This coming-of-age film outlines Christine “Lady Bird” McPherson’s senior year of high school in Sacramento, Calif., from the fall of 2002 to the spring of 2003.

Audience members are given snapshots into an unconventional teenager’s final year at home: her first love, heartbreak, a rocky mother-daughter relationship, and moving from familiar life to college.

The directorial debut of Greta Gerwig, Lady Bird hits home to protective parents, culture-hungry teenagers, and everyone in between.

Lady Bird, played by Saoirse Ronan, is the fiercest character to come across theaters since Bridget Jones in Bridget Jones’s Diary. She is unafraid of the future and consistently surprises everyone around her (jumping out of a moving car, getting accepted into a decent college, etc).

Her tenacity and will to sprint outside of her comfort zone spark a great love and appreciation for Lady Bird.

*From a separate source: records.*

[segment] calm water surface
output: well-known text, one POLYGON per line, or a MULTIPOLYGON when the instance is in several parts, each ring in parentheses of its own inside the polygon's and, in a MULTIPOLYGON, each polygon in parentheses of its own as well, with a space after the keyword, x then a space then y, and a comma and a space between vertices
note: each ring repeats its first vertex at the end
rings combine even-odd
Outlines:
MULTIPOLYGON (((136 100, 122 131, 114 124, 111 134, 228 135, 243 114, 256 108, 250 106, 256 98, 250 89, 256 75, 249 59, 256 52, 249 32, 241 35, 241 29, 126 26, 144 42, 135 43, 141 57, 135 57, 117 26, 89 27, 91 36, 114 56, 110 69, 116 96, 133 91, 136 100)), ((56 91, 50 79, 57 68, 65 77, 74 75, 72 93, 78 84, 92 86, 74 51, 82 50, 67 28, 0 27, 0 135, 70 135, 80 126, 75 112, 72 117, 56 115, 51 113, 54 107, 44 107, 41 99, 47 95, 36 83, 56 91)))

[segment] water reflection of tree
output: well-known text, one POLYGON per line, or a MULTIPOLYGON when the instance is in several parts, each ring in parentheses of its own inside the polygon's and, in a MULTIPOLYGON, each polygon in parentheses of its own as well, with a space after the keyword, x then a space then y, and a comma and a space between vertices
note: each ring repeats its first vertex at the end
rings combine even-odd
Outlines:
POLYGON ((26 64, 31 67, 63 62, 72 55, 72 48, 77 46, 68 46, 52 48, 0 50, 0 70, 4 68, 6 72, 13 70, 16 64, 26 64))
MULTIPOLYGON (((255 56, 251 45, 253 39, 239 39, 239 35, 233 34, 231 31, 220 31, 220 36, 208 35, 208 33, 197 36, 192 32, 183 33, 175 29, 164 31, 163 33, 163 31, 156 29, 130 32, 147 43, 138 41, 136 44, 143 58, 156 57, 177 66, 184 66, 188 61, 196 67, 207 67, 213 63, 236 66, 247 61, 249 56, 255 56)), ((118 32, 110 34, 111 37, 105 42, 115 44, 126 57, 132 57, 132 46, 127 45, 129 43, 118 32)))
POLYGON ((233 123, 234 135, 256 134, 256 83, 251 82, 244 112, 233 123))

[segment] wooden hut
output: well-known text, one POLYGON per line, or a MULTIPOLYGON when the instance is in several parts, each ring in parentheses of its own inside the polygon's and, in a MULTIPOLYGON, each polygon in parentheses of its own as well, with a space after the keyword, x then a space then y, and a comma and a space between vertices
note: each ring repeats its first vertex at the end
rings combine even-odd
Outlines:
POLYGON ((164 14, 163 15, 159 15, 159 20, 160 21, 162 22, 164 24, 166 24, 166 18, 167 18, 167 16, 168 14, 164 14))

Like many teenagers, Lady Bird is on a roller coaster of emotions.

Audiences see her lows and heartbreak (crying to Dave Matthews Band’s “Crash Into Me”), her friendships (ditching her Prom date to go with her best friend), and her triumphs (fulfilling her dream of moving from California to New York).

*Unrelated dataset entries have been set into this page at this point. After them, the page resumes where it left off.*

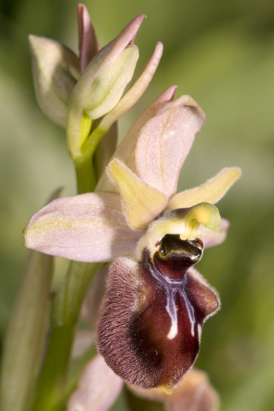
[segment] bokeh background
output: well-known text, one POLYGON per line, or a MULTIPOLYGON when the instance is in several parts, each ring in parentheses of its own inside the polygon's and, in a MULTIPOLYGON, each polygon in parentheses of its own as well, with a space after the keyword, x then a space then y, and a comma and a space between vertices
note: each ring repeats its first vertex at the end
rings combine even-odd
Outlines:
MULTIPOLYGON (((119 123, 122 138, 160 92, 177 84, 208 123, 193 145, 179 189, 225 166, 242 169, 219 203, 227 240, 198 269, 219 292, 197 366, 220 393, 222 411, 274 409, 274 3, 271 0, 88 0, 101 45, 145 13, 136 40, 140 68, 158 40, 164 51, 140 101, 119 123)), ((74 0, 2 0, 0 16, 0 337, 27 251, 22 229, 57 187, 75 193, 64 133, 40 111, 27 36, 55 38, 77 51, 74 0)), ((58 261, 61 270, 65 262, 58 261)), ((20 341, 18 341, 20 344, 20 341)), ((116 409, 123 410, 123 397, 116 409)))

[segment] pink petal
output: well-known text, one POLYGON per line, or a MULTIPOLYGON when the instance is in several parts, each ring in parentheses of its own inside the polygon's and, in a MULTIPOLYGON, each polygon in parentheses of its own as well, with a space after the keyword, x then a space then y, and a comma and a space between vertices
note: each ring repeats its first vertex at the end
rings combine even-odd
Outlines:
POLYGON ((78 32, 81 71, 84 73, 90 61, 100 50, 90 15, 84 4, 78 4, 78 32))
POLYGON ((220 227, 214 231, 205 227, 203 232, 203 247, 209 248, 210 247, 219 245, 223 242, 227 237, 229 227, 229 221, 221 218, 220 227))
POLYGON ((166 103, 142 129, 135 152, 137 175, 168 197, 174 195, 182 166, 206 120, 188 95, 166 103))
MULTIPOLYGON (((177 86, 172 86, 167 88, 144 111, 122 140, 111 160, 114 158, 119 160, 132 171, 135 172, 134 150, 139 133, 147 121, 155 116, 166 103, 173 100, 176 88, 177 86)), ((105 171, 101 176, 96 187, 96 191, 118 192, 113 182, 108 178, 105 171)))
POLYGON ((25 230, 25 246, 69 260, 103 262, 132 252, 140 234, 127 226, 119 195, 90 192, 58 199, 37 212, 25 230))
POLYGON ((78 388, 71 395, 68 411, 107 411, 123 387, 123 379, 97 355, 84 369, 78 388))

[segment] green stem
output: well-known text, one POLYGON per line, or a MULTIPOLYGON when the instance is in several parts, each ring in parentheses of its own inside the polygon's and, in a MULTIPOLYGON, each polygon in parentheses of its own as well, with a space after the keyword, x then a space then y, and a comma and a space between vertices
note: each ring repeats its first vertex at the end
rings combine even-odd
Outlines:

Gerwig created a character with the dreams that everyone has but with the heart everyone wishes for.

In some ways, Lady Bird is a love story between a mother and daughter. The mother-daughter dynamic is one that is often overlooked in film and expected, not appreciated, in life.

Laurie Metcalf (in her most forceful role since the TV show Roseanne) brings the role of mother and provider to an entirely new level. Lady Bird’s mother, Marion, is just as hard-headed as she is.

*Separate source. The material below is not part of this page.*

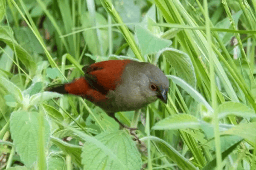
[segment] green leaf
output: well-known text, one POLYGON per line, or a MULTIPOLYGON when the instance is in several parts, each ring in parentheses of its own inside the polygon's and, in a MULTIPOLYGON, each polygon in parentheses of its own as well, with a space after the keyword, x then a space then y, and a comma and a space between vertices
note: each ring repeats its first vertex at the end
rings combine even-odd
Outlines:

The two consistently battle each other for understanding, dominance, and acceptance. Lady Bird’s falling out with Marion is a circumstance that both parents and children can relate to.

The constant tug-of-war between them eventually halts as Lady Bird understands all her mother sacrificed to get her to New York, and she finally says a simple “thank you.”

The complete aesthetic of Lady Bird is dynamic and straight out of 2002.

The director’s choice of music was a critical aspect to the film. Alanis Morissette, Justin Timberlake, and Dave Matthews Band are all featured in Lady Bird’s soundtrack to her final year in Sacramento.

Creating the early 2000s is something that takes intricate detailing of clothing, jargon, and places. From her reddish-pink dyed hair to the posters on Lady Bird’s wall, this film is completely cloaked in an aura of teenage angst that categorizes the beginning of the 21st century.

The clarity of the cinematography takes more than a camera but also the focus and dedication of a screenwriter and director found in Gerwig.

It is not everyday that a low-budget film exceeds the box office and has talk of imminent Academy Awards, but when one does it is powerful and leaves an impression on everyone who sees it.

Lady Bird is sure to sweep the Oscars in multiple categories due to the extreme artistry of Gerwig’s imagination and dedication to authenticity.